III

D’abord aucun projet ne se dessina dans l’imagination de Francisca. Non qu’elle eût perdu courage ! Pour avoir réussi à éloigner si longtemps le péril, elle se sentait comme une provision de foi. Jusqu’ici, sa décision, son endurance et le hasard avaient travaillé pour elle. Pourquoi l’aide des hommes ne viendrait-elle pas à son tour ? Elle y comptait, comme un joueur compte voir sortir la rouge lorsque la noire a passé plusieurs fois.

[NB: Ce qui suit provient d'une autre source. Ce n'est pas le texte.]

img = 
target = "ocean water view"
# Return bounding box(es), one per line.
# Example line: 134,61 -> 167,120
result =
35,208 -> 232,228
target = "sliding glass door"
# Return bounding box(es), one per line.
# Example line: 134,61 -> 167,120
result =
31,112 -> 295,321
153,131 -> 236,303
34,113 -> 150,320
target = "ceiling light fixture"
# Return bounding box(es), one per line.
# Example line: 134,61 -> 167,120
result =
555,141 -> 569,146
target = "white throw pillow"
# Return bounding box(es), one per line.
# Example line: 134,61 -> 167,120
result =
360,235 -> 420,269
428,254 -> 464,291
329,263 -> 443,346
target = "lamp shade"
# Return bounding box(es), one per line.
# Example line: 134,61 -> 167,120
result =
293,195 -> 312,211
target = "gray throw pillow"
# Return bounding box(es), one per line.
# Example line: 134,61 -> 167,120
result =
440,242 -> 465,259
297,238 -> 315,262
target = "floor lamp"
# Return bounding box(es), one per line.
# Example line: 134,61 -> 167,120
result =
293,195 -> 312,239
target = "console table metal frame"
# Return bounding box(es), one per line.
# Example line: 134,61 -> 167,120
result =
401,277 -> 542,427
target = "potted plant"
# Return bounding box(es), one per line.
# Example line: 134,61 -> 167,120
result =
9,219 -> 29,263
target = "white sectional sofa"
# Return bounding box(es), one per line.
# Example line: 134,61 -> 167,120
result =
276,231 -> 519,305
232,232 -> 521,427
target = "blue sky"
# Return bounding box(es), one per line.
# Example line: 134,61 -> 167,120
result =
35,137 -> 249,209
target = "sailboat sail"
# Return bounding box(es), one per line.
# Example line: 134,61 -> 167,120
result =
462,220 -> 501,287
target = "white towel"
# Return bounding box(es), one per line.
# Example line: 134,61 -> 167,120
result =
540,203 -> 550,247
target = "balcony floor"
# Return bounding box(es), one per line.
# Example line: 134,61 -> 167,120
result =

Tout à coup, elle eut une illumination. Elle, se souvint qu’il y avait, à un quart d’heure du lac des Chevreuils, un campement de charbonniers. Il fallait, il est vrai, franchir le lac. Mais elle connaissait un havre où l’on amarrait un canot grossier, presque un bac, qui servait tantôt au passage, tantôt à la pêche. Cet endroit était assez proche. Si elle pouvait l’atteindre, ou bien elle trouverait le canot vide et pourrait s’en servir, ou bien il y aurait un ou deux pêcheurs, ou encore le bac serait en route et elle appellerait au secours. À la rigueur, elle irait à la rencontre des sauveteurs : elle savait nager…

Elle obliqua à droite, à travers un fourré d’abord, puis par une sente qu’elle avait parfois pratiquée. Ce changement de route lui fut favorable. Car les bandits ayant atteint à leur tour la maison du garde, Martin releva des traces de la fugitive, reprit la chasse avec une quasi-certitude, mais il dépassa la bifurcation. Puis, comme le terrain devenait mou et qu’il n’y percevait aucun vestige, il revint sur ses pas et siffla le rassemblement.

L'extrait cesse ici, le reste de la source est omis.